In addition to polymer materials such as PDMS and SU8, glass is also a commonly used material for fluid wafers. However, the fabrication and bonding of conventional glass wafers have the disadvantages of complicated process steps and high thermal bonding temperatures.

Accordingly, it is an object of the present invention to provide a fluid self-driving biomedical wafer having a permanent hydrophilic capillarv force and which can be applied to blood coagulation testing.

Another object of the present invention is to provide a biomedical wafer for blood coagulation testing having a permanent hydrophilic capillary force.

It is an object of the present invention to provide a biomedical wafer for blood coagulation test described above for use in self-driving and mixing of two reagents.

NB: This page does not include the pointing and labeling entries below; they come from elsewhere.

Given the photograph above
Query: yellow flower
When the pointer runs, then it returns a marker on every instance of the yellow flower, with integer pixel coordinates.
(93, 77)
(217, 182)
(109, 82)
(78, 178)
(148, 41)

Therefore, the biomedical wafer for blood coagulation test of the present invention comprises a substrate layer of a hydrophilic material, an intermediate layer, and an upper cover layer of a hydrophilic material, which are sequentially stacked from bottom to top, and the basic layer and the intermediate layer. Cooperating with the upper cover layer to define a closed elongated micro flow channel, respectively opening in the upper cover layer and communicating with one of the opposite ends of the micro flow channel, a first injection port and a row of outlets, and a adjacent first injection port and a second injection port connected to the micro flow channel, the micro flow prop a mixing section radially expanding and communicating with the second injection port, the expansion section has a larger diameter than the second injection port diameter, and has a communication portion below the second injection port, and a substrate layer And a capillary portion connected to the upper cover layer and surrounding the communication portion, and the inner diameter of the micro flow channel is small enough to generate a capillary force for driving the blood in the first injection port and the reagent in the second injection port to automatically flow along the length thereof The blood is automatically driven to flow through the capillary portion, and the reagent in the communication portion is sucked and mixed, and then flows toward the discharge port.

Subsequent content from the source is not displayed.